Multiple linear regression and on-line ion exchange chromatography for alternative Rb–Sr and Nd–Sm MC-ICP-MS isotopic measurements

Abstract

A mathematical procedure of multiple linear regression in combination with on-line liquid chromatography was applied for the measurement of Sr and Nd isotope ratios by multicollector ICP-MS in the presence of isobaric isotopes. The separation of Rb and Sr and the separation of Nd and Sm were accomplished by ion exchange chromatography with large volume injection. This mode of injection allowed wide flat-topped chromatographic peaks to be obtained while maintaining chromatographic resolution and avoiding sample dilution. The application of the multiple linear regression procedure to the raw chromatographic data allowed the determination of the isotope ratios of Sr or Nd without interferences from isobaric isotopes. For Sr measurements, the raw 87Sr/86Sr isotope ratio precision (0.006 to 0.010%) was similar to that of continuous sample introduction (ca. 0.003%) at the same concentration level (50 ng g−1). The mathematical procedure was first evaluated for the cation exchange separation of Rb and Sr.

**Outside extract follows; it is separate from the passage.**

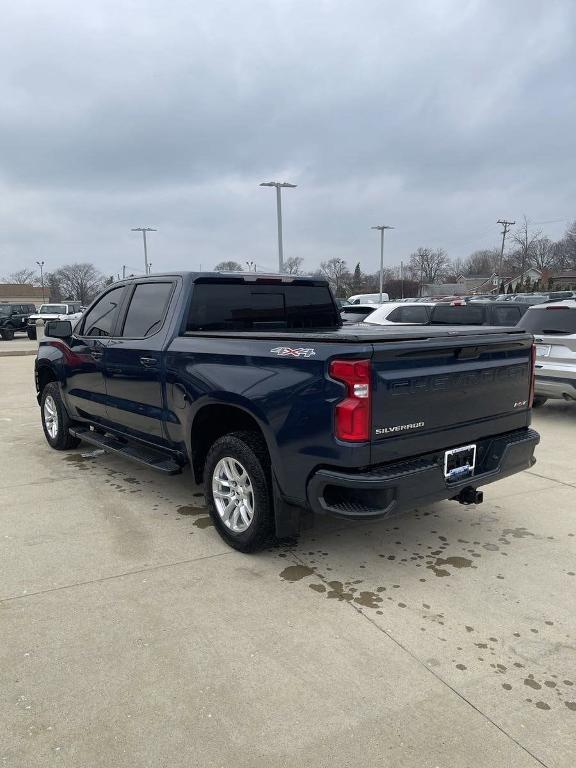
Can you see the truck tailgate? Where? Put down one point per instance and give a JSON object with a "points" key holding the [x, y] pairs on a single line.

Strontium isotope ratios, obtained using NIST SRM 987, were in agreement with the certified values (bias ca. 0.01%). For the case of Nd and Sm, their chromatographic separation was accomplished by anion exchange using EDTA as mobile phase. Neodymium eluted at 12.8 minutes while samarium eluted at 17.5 minutes, showing flat-topped chromatographic peaks and maintaining baseline neodymium–samarium separation. Precise neodymium and samarium isotope ratios suitable for Nd–Sm dating could be measured by MC-ICP-MS using the proposed multiple linear regression procedure using only one cup configuration.